A este respecto puedo decir que, desde el inicio de nuestra fundación en la Isla de San Giulio (Lago de Orta - Novara) - hace ahora cuarenta años - hemos tenido una estrecha relación con los misioneros de nuestra diócesis y con otros misioneros que, desde hace años Año tras año, comenzaron a conocernos y a vincularse espiritualmente con nosotros. Cuando regresan a Italia, aunque sea por un breve período, no dejan de detenerse a orar en el monasterio, reponiendo fuerzas y ofreciéndonos su precioso testimonio que nos estimula siempre a hacer una ofrenda más generosa. De muchos de ellos hemos recibido invitaciones claras para abrir un monasterio en su misión, ya que sienten la necesidad. Si hasta ahora no han existido las condiciones indispensables para lograrlo, nuestro compromiso y participación misionera han crecido enormemente. Entre los muchos testimonios que pudimos aportar en este fructífero intercambio de gracias, queremos recordar aquí al menos uno, el del sacerdote florentino Don Renzo Rossi, que recientemente regresó a la Casa del Padre, después de haber sido misionero en Brasil. durante más de treinta años y luego también en Mozambique y Burundi. En una de sus últimas cartas me escribió: «¡Sueño con encerrarme en su “monasterio” para… recuperar el aliento”! Los últimos cuatro meses han sido muy agotadores, aunque bonitos (sobre todo en Brasil)... Estoy feliz de poder "ser monje".

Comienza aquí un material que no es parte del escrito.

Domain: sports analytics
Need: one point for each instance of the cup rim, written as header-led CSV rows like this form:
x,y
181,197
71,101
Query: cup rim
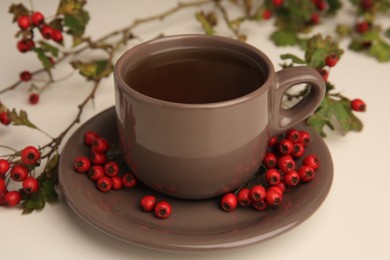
x,y
200,39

Esta necesidad de oración y contemplación, que notamos en todos los misioneros, se desarrolló en él precisamente en la tierra de misión. «Es necesario –escribió desde Brasil en 1972– que las monjas de clausura, aunque permanezcan por ahora en Italia, participen íntimamente del sufrimiento de los pobres con su oración y su vida cotidiana. Necesitamos este testimonio de quien, en el silencio de un monasterio o en una cama de hospital, se ofrece a Dios por la salvación del mundo, por la liberación del hombre... Es urgente orar y pagar personalmente, ofreciendo el sufrimiento, el cansancio del trabajo, el tormento de cada día", y ofreciéndolos con alegría, como siempre nos decía, "porque el sacrificio hace posible una alegría mayor y más íntima... Palabra irreal, si se quiere, pero yo Soy consciente de ciertas verdades que siempre creí y aquí en Brasil estoy aún más convencido de ello".
De hecho es así. Cada monasterio es una Iglesia en misión, dondequiera que se encuentre. Simplemente con su presencia, con su modo de vida, anuncia el Evangelio de la salvación y de la alegría, da testimonio del amor infinito de Dios y hace visible en cierto modo el reino de Dios, las realidades eternas.